On his return to civilian life, he enrolled at George Washington University in 1971 to study history, working nights as a museum security guard, before moving on a Fulbright scholarship to Trinity College Dublin. He taught at a Belfast school and was a youth worker until 1974, and then attended King’s College London, studying theology for two years on a veterans’ grant.

He briefly considered ordination in the Church of England, but instead joined the Metropolitan police, first on the beat in Stamford Hill, then as a detective within the serious and organised crime squad. When he was made detective chief inspector in 1990, the art and antiques unit became one of his responsibilities.

In 1992, Hill recovered Christ and the Woman Taken in Adultery, a masterpiece of the Flemish school by Pieter Bruegel the Elder, valued at more than $1m, stolen from the Courtauld Gallery 10 years earlier. He also worked alongside the German police and Czech authorities to recover a $200,000 Lucas Cranach oil painting taken in a 1991 heist from the National Gallery in Prague.

On leaving the force in 1997, he joined Nordstern Art Insurance (now Axa XL) in the City of London as a risk manager. In 2002 he returned to detective work, but in a private capacity. In his first year as a private eye, it became known that Hill was working with David Duddin, an art thief on parole, in his search for Titian’s Rest on the Flight into Egypt, stolen from the Marquess of Bath in 1995, and Jean-Baptiste Oudry’s The White Duck, taken in 1992 from the Marquess of Cholmondeley’s home in Norfolk, Houghton Hall.
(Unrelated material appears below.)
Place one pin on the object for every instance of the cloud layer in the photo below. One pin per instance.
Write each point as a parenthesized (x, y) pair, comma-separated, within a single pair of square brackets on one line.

His acceptance that he might have to collaborate with crooks to recover art, often using rewards as bait, attracted criticism, but Hill claimed he was always “more interested in recovering the art than capturing the criminals”.
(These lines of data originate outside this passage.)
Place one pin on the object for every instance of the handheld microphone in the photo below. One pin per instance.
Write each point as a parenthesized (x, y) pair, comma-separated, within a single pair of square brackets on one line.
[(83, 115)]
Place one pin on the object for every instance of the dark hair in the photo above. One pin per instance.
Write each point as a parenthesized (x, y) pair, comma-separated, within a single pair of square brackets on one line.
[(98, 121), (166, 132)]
At the time of his death, Hill was following a lead in the case of $500m worth of art stolen in 1990 from the Isabella Stewart Gardner Museum in Boston. The FBI have long believed the 13 paintings, including works by Rembrandt, Degas and Manet, remain in the US, but Hill was convinced the haul lay sealed behind a wall in a house in west Dublin. His investigation was the subject of the erroneously titled The Billion Dollar Art Hunt, though Hill fell out with the producers, accusing them of putting the life of his source, the career criminal Martin Foley, at risk.

“I never give up,” Hill said when asked if he had ever failed in his investigations. “Those cases just remain open, until they’re solved.” The Boston paintings are still at large.

Hill is survived by his wife, Caroline (nee Stewart), whom he married in 1979, and their children, Susannah, Lizzie and Chris, and grandchildren, Georgia and Olivia.